Introduction to residual correction
Two ways of finding $w$ such that $f(w)=b$:
- solve $f(w)=b$ by using approximate inverse $g\approx f^{-1}$ on current residual $f(w)-b$ to update $w$
- minimize $\|f(w)-b\|^2$ using gradient descent in transformed coordinates $u=T w$
The former approach is called the method of "residual correction" in scientific literature. The latter view is common in Machine Learning.

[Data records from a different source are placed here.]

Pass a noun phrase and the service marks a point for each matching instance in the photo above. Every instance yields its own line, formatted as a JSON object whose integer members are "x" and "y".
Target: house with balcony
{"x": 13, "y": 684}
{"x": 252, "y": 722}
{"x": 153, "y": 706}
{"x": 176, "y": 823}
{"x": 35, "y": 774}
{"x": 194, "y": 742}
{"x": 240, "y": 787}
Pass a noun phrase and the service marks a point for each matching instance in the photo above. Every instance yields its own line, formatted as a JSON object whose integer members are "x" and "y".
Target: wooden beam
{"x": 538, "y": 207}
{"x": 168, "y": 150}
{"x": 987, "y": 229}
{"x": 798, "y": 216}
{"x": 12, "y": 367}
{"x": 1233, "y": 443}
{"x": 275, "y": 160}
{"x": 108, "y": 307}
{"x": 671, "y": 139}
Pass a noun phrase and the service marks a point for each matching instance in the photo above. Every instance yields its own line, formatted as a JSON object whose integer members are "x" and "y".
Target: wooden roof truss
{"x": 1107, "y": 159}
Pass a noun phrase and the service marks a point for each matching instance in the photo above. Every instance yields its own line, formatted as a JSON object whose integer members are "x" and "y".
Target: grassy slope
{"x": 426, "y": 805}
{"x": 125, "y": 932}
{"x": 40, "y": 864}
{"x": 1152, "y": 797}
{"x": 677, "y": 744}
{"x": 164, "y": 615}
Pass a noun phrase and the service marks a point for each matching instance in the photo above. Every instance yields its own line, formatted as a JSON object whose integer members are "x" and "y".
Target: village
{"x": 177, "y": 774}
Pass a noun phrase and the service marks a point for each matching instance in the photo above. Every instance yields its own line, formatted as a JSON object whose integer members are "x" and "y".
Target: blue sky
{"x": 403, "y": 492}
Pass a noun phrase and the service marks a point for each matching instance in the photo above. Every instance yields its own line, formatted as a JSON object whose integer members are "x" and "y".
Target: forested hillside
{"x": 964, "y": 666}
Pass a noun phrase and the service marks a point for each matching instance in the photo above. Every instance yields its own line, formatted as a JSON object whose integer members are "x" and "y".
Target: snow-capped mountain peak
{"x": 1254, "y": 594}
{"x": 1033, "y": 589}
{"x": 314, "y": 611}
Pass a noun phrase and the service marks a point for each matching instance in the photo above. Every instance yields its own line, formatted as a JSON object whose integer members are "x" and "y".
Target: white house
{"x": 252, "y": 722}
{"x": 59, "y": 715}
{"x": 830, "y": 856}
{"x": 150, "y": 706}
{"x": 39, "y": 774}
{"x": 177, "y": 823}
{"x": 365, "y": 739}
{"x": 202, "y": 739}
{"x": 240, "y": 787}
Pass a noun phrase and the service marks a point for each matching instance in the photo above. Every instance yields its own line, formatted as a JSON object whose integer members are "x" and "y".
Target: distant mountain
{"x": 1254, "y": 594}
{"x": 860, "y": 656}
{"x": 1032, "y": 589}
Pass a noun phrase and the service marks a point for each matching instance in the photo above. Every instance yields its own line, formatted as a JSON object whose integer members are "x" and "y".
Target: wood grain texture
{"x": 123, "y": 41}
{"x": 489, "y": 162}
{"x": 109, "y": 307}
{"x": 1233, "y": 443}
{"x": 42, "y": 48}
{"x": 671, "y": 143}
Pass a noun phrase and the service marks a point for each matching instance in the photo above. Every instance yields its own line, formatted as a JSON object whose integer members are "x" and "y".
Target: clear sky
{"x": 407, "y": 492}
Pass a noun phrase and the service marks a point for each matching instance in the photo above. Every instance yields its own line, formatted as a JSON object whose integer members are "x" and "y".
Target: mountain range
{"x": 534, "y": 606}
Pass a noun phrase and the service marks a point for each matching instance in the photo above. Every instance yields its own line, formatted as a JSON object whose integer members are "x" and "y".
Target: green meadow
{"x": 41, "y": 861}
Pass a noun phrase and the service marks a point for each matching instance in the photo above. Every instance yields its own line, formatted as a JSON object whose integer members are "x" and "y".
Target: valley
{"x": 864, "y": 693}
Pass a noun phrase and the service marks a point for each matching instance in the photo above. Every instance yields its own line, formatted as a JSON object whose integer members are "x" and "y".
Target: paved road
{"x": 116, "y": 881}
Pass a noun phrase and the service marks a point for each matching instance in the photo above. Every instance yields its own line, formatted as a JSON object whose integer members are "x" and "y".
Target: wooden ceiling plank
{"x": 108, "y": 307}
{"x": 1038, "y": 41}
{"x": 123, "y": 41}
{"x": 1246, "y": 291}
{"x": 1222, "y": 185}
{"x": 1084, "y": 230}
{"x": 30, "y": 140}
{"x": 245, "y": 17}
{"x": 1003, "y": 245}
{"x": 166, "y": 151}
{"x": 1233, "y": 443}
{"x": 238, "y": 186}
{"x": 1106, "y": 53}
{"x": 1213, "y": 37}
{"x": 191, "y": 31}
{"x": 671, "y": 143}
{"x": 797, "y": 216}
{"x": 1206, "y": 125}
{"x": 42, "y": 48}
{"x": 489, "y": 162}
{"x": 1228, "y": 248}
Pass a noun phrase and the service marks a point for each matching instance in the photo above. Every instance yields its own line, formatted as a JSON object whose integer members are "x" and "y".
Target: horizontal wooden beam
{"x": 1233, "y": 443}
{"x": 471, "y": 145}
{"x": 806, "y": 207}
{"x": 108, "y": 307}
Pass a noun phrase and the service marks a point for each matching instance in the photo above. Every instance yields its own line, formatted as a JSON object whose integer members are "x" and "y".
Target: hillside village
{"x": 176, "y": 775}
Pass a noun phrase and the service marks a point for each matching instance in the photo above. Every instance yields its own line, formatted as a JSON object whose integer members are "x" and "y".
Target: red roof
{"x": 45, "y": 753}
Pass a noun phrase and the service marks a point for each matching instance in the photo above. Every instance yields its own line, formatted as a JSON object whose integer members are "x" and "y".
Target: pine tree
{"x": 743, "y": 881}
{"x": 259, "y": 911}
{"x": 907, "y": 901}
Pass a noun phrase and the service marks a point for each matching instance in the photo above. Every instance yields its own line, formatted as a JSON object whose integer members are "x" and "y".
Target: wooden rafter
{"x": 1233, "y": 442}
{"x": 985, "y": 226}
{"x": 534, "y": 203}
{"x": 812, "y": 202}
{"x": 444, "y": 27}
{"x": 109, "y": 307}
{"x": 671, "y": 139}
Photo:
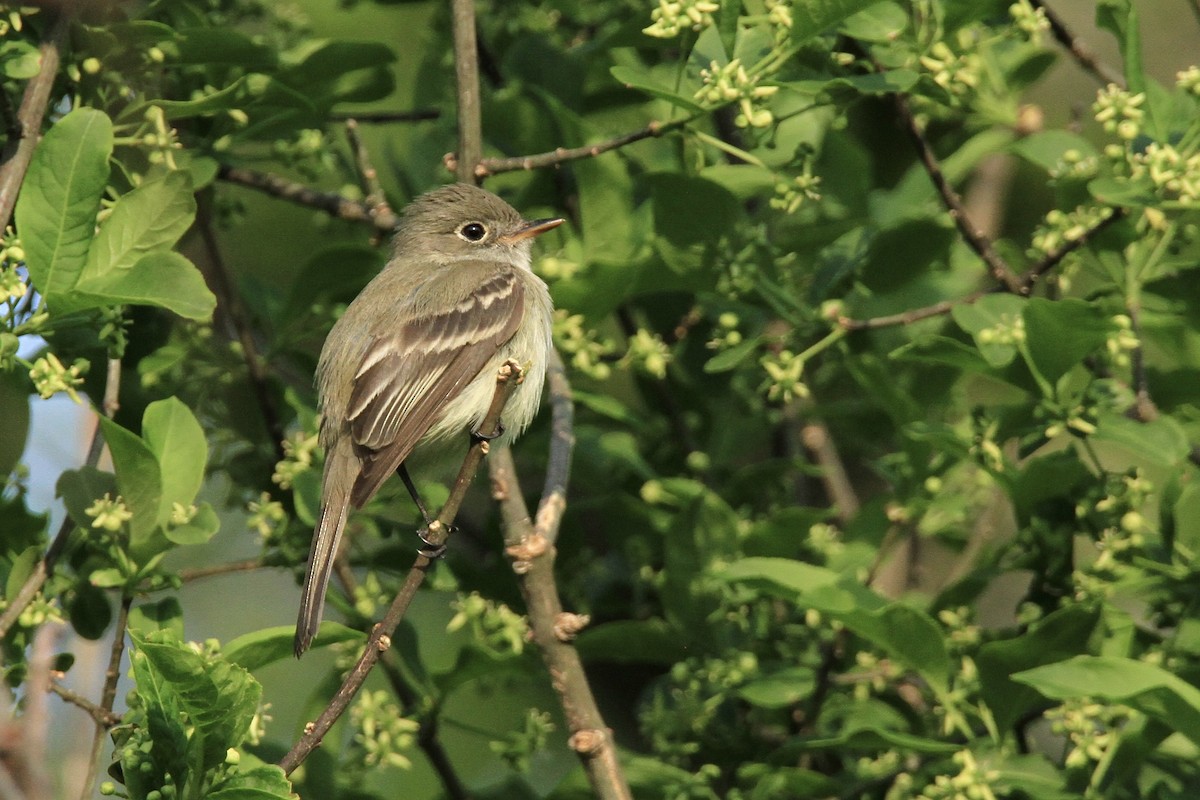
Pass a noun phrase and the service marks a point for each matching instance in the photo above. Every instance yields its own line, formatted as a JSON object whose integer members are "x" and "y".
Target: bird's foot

These two views suggest following two ways to design a new iterative method :
- Craft an approximate inverse $g\approx f^{-1}$
- Come up with a coordinate transformation $T$
Often these views are interchangeable although "residual correction" view is more general.

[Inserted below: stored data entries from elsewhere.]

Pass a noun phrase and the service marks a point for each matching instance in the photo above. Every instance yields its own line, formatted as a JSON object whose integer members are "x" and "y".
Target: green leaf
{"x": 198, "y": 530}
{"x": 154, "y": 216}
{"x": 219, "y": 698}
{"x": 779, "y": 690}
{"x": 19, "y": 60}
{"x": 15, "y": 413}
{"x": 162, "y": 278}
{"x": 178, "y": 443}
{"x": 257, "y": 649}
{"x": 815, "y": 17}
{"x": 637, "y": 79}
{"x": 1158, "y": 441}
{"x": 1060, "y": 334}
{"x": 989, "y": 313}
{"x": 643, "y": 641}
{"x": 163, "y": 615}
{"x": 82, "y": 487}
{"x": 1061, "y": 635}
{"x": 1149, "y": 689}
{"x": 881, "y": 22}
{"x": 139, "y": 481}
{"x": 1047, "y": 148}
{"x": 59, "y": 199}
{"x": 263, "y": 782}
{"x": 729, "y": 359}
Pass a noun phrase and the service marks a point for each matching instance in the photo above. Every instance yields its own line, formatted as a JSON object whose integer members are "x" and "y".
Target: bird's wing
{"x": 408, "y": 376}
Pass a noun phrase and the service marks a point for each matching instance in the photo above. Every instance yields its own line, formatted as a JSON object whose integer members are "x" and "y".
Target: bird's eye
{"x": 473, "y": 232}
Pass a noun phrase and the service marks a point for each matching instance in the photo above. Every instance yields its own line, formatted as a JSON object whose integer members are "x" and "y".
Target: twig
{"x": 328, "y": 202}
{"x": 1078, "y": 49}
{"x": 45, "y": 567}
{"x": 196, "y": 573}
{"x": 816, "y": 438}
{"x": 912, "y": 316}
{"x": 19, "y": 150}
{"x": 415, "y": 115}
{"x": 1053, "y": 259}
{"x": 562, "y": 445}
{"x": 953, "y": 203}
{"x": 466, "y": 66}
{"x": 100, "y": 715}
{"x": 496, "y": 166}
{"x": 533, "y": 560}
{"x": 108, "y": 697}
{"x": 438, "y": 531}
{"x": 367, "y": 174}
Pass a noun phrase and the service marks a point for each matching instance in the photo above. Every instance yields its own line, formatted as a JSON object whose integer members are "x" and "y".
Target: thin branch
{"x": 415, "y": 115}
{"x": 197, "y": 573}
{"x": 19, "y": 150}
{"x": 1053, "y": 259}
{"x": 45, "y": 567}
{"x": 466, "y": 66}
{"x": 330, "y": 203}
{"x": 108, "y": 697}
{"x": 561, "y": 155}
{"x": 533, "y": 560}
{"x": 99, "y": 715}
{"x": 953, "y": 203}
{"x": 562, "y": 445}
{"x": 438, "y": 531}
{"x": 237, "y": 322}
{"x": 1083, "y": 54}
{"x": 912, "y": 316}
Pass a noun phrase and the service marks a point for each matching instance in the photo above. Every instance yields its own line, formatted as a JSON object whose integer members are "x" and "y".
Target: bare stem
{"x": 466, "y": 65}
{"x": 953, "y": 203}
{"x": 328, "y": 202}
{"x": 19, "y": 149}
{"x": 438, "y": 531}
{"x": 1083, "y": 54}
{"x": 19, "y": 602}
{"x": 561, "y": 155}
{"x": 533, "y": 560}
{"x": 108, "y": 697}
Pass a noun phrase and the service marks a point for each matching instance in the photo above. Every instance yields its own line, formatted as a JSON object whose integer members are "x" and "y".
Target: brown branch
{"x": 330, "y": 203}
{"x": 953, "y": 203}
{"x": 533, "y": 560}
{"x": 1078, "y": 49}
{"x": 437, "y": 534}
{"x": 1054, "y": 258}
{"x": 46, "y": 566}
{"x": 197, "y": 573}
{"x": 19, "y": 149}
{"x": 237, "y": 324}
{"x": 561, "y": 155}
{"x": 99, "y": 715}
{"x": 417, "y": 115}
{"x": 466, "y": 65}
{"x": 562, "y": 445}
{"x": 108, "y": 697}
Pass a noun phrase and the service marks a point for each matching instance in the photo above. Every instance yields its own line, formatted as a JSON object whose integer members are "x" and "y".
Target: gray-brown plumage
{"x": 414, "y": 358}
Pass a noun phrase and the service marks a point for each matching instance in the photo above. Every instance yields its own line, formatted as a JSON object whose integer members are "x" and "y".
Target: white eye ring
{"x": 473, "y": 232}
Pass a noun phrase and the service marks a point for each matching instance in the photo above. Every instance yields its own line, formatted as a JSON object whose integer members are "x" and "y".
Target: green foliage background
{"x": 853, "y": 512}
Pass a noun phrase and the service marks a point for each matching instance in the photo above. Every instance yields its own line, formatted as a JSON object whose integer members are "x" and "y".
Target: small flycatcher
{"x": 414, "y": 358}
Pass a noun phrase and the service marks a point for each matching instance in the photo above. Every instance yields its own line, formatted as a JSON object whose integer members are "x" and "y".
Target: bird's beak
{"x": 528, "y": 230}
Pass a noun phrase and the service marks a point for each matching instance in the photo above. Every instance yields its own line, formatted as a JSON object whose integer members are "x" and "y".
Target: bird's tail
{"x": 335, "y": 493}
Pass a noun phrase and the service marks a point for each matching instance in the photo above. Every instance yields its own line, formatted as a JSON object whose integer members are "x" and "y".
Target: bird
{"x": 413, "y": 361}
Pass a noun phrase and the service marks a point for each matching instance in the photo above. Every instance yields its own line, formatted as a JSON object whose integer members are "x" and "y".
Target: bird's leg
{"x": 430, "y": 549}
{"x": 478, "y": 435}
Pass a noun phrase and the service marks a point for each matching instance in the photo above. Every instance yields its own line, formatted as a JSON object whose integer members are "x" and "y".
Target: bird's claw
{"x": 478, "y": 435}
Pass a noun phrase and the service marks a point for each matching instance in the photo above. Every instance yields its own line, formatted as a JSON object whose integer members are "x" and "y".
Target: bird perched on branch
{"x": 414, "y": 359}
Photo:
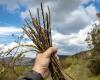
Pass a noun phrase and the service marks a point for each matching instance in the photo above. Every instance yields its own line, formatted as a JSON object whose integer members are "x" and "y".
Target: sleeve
{"x": 31, "y": 75}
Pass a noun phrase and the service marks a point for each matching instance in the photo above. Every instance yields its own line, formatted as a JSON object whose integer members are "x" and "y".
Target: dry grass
{"x": 38, "y": 29}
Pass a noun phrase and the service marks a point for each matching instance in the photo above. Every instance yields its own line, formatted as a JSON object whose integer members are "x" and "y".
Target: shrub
{"x": 94, "y": 65}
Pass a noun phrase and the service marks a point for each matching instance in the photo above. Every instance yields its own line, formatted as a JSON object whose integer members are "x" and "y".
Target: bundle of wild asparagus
{"x": 40, "y": 33}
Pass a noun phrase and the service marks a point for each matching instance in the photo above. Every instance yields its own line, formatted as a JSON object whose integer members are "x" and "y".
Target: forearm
{"x": 31, "y": 75}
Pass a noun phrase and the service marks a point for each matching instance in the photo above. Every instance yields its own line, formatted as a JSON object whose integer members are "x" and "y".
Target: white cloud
{"x": 4, "y": 30}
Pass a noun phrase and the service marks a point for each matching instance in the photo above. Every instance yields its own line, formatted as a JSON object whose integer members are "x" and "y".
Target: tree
{"x": 93, "y": 38}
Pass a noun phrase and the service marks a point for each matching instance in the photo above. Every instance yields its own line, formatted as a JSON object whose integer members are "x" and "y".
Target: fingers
{"x": 49, "y": 52}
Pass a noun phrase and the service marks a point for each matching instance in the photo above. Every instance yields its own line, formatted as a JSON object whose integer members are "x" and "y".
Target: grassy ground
{"x": 77, "y": 68}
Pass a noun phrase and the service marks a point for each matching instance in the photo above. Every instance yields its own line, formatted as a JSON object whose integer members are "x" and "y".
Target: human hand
{"x": 42, "y": 61}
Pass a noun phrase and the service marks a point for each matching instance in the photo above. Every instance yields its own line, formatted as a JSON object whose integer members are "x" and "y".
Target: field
{"x": 74, "y": 66}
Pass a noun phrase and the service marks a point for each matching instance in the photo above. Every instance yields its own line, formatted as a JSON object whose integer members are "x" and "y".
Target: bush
{"x": 94, "y": 65}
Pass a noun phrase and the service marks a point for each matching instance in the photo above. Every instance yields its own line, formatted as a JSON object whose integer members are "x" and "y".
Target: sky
{"x": 71, "y": 20}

Taking $f(w)=Aw$ we get Newton's method if we:
- apply residual correction with $g(u)=A^\dagger u$
- perform gradient descent with $T=(A^TA)^{-1/2}$.
Residual correction algorithm
Suppose we seek $w$ such that $f(w)=b$. Start with a random $w$ and apply the following update:
$$\begin{equation} \label{iterate} w=w-g(f(w)-b) \end{equation}$$Here, $g$ is the inverse of $f$ and this iteration converges in a single step. Make it cheaper by using an approximate inverse $g$ with $g(f(w))\approx w$. Approximation errors means we might not get the answer in a single step, but under some conditions iterating Eq $\ref{iterate}$ will shrink the error to 0.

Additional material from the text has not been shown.